The primary challenges to NIWA's financial performance are inflationary pressures in an environment where research revenue has been fixed for many years, revenue generation in a fiscally constrained environment, and improving overall productivity. Management is actively considering how to respond to these challenges and is in the process of developing and implementing strategic measures to ensure NIWA’s continuing financial sustainability in the face of the ongoing and escalating demand for the answers our science can provide.

The new NIWA Hamilton research facility was officially opened on 4 August. These $45 million state-of-the-art facilities were completed on time, to specification and within budget. The new research vessel Kaharoa II is on schedule and within budget. It will undergo sea trials in January 2024, and delivery is set for 22 February. A business case has been prepared for the purchase of a new supercomputer to replace the end-of-life Māui in Wellington and Kupe in Auckland. The experimental, commercial-scale Recirculating Aquaculture System (RAS) has been successfully completed and commissioned and the focus now is on growing the kingfish stock levels to an initial production target of 600 tonnes per annum.

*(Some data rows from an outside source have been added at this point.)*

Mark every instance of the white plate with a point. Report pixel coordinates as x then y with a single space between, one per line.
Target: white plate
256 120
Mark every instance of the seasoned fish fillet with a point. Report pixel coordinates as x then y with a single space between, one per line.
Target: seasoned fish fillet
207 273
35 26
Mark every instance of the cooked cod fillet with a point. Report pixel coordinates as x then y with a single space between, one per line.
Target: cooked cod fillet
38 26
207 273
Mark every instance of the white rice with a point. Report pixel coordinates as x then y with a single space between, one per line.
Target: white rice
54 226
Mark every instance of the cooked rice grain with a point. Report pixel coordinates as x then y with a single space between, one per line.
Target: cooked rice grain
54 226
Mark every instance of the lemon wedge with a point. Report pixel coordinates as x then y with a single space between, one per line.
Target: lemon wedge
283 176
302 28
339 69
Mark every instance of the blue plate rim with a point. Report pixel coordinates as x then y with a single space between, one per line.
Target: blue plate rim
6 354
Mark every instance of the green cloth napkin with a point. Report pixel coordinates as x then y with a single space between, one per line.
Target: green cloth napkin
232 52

Details about these key strategic investments follow, with summaries of several of the significant science advances achieved over the past six months.

Financial results

The first six months of the year presented considerable challenges for NIWA, as reflected in the financial results. Despite achieving revenue of $88.2M during this period, the result fell $3.9M short of the budget, though it exceeded that for the same period last year by $2.5M.

Total expenditure of $91.6M was $2.2M lower than budget, but $4.9M higher than that for the same period last year.

Loss before tax was $(3.5)M, compared with a budgeted loss before tax of $(1.8)M. Loss after tax for the six-month period was $(2.8)M, against a budget of $(1.3)M.

The closing cash balance and short-term borrowings of $17.0M were $6.0M higher than budget, driven by higher-than-expected cash outflow and lower-than-budgeted cash inflow from operating activities.

Capital spending for the period was $17.4M, against a budget of $24.0M due to differences in the timing of investment spending.